Dominic Thiem ensured there would be no big-three lock-out of another grand slam final, but the Austrian played down talk of a breakthrough moment for the next generation ahead of his Australian Open semi-final against Alexander Zverev.
Thiem stunned world number one Rafael Nadal on Wednesday night to reach the last four at a slam for the first time outside of Roland Garros.
The 26-year-old has made the final in Paris for the last two years only to fall to Nadal, and it was the same experience for young Russian Daniil Medvedev at the US Open.
Every current player who has won a grand slam is now aged over 30 and Thiem knows that, even if he beats 22-year-old Zverev, he will need to get past Novak Djokovic to lift his first grand slam trophy.
The fifth seed said: "To really break a barrier, one young player has to win a slam. One of us is going to be in the final. But it's still a very long way to go.
"The other semi-final was still two of the big three. I think we are still a pretty long way from overtaking or from breaking this kind of barrier."
While Thiem is becoming fairly familiar with this stage, it will be a new experience for seventh seed Zverev, who has finally managed to free himself to play his game at a grand slam.
The Russian did not drop a set until his quarter-final against Stan Wawrinka and has found his game again after a difficult 2019 and start to this season.
Zverev has beaten all of the big three in best-of-three-set matches, and he said: "I did beat Stan, who is also a multiple grand slam champion, which gives me a little bit of confidence that I can do it.
"I've done well at other tournaments. I've won Masters Series, World Tour Finals. But the Grand Slams were always the week where I kind of even wanted it too much.
"I was doing things, in a way, too professional. I was not talking to anybody. I wasn't going out with friends. I've changed that a little bit this week.

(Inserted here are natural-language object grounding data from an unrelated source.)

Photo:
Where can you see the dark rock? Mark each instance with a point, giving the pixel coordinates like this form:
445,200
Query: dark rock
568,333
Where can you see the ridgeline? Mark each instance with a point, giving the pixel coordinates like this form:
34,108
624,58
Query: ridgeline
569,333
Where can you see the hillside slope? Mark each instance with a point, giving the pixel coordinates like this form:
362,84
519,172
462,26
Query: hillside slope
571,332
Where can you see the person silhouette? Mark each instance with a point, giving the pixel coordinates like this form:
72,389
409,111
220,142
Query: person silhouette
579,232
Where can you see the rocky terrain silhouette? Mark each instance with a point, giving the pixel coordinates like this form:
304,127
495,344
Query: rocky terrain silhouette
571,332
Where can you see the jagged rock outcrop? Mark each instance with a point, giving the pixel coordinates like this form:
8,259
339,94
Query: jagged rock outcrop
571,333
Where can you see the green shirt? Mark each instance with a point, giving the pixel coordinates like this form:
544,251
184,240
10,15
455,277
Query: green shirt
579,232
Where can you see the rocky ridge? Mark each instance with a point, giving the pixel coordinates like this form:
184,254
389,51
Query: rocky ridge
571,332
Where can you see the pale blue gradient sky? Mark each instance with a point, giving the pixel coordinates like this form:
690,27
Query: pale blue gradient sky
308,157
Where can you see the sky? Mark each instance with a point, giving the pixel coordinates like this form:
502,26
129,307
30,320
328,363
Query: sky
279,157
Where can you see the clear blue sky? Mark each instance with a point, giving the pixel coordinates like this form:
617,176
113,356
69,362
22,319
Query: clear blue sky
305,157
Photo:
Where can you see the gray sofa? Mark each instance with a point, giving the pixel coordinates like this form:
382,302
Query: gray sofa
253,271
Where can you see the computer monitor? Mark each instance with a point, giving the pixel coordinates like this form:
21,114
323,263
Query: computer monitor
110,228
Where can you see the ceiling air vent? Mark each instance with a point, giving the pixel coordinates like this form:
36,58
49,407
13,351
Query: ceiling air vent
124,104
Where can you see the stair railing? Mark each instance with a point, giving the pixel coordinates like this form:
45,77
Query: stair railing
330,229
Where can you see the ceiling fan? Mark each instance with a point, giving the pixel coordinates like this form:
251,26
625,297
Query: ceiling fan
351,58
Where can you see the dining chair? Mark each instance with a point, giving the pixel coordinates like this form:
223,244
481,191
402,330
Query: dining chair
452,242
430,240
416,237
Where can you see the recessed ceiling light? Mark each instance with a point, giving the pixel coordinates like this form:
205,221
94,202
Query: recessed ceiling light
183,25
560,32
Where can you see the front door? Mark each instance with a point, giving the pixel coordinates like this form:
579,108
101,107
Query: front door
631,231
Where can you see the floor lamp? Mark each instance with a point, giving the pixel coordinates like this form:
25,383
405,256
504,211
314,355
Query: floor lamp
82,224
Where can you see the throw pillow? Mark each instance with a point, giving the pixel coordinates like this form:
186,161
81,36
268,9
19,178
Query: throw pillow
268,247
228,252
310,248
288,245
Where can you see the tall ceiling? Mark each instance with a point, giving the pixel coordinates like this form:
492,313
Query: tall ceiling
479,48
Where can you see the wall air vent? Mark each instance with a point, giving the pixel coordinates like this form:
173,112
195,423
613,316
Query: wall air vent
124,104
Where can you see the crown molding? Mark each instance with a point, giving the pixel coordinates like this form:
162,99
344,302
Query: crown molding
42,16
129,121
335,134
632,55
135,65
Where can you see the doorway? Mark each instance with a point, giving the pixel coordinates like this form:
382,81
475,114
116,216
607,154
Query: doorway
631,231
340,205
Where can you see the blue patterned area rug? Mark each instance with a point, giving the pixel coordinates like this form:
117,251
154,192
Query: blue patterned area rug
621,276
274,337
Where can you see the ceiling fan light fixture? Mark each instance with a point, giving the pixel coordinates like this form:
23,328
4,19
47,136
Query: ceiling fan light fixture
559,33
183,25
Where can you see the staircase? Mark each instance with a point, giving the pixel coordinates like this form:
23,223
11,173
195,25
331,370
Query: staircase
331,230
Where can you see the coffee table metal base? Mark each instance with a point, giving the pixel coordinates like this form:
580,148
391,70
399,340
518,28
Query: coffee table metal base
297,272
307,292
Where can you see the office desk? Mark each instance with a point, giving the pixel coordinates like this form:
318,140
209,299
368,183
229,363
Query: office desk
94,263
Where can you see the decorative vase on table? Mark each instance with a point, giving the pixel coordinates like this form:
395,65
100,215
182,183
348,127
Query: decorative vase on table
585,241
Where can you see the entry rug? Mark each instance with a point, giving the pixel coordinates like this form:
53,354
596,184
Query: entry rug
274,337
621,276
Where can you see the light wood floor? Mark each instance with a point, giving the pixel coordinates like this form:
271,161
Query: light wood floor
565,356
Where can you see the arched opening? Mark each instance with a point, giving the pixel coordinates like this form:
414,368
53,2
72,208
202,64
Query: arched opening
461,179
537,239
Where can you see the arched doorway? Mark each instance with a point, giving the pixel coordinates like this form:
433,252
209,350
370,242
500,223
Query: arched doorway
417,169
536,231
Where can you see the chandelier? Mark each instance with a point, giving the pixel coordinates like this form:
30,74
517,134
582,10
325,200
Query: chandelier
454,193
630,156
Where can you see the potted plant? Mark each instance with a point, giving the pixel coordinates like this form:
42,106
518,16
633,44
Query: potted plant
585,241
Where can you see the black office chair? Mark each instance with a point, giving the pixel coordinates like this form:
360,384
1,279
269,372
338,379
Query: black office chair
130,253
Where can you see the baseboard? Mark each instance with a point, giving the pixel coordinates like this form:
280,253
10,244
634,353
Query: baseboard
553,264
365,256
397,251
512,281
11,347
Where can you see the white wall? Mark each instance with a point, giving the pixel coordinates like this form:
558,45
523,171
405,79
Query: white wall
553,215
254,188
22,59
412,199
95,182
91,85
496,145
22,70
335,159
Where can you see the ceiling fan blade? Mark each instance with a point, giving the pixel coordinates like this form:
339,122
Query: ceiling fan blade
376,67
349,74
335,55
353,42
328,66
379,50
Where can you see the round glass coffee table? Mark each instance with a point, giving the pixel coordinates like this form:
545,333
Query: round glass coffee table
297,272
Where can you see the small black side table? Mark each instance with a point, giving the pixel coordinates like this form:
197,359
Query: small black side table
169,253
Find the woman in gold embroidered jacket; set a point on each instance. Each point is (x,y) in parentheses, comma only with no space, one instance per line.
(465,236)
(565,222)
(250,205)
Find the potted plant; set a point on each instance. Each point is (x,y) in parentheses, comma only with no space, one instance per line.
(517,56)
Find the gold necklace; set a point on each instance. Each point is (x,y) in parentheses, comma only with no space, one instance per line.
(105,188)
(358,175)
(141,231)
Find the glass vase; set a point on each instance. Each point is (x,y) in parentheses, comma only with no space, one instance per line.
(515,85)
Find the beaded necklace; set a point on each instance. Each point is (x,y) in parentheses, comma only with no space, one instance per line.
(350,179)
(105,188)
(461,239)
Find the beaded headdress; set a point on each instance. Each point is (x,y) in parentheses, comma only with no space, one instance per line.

"I also was playing that bad at ATP Cup that I didn't have any expectations. Maybe this is a stepping stone. Maybe this is how it should happen."
Thiem and Zverev may be treading new ground in Melbourne but they are familiar rivals, with the Austrian having won six of their eight previous meetings.
Thiem said: "We know each other. For me, it's funny because it's the first time in a grand slam semi-final I face a younger guy.
"We're good friends. I'm happy for him, as well, that he's playing so good here. He made his breakthrough at a grand slam.
"We have no secrets from each other. We played so many times, also on very special occasions already, at the ATP Finals, semis, French Open quarters.
"It's a nice rivalry we have. It's great that we add an Australian Open semi-finals to this one."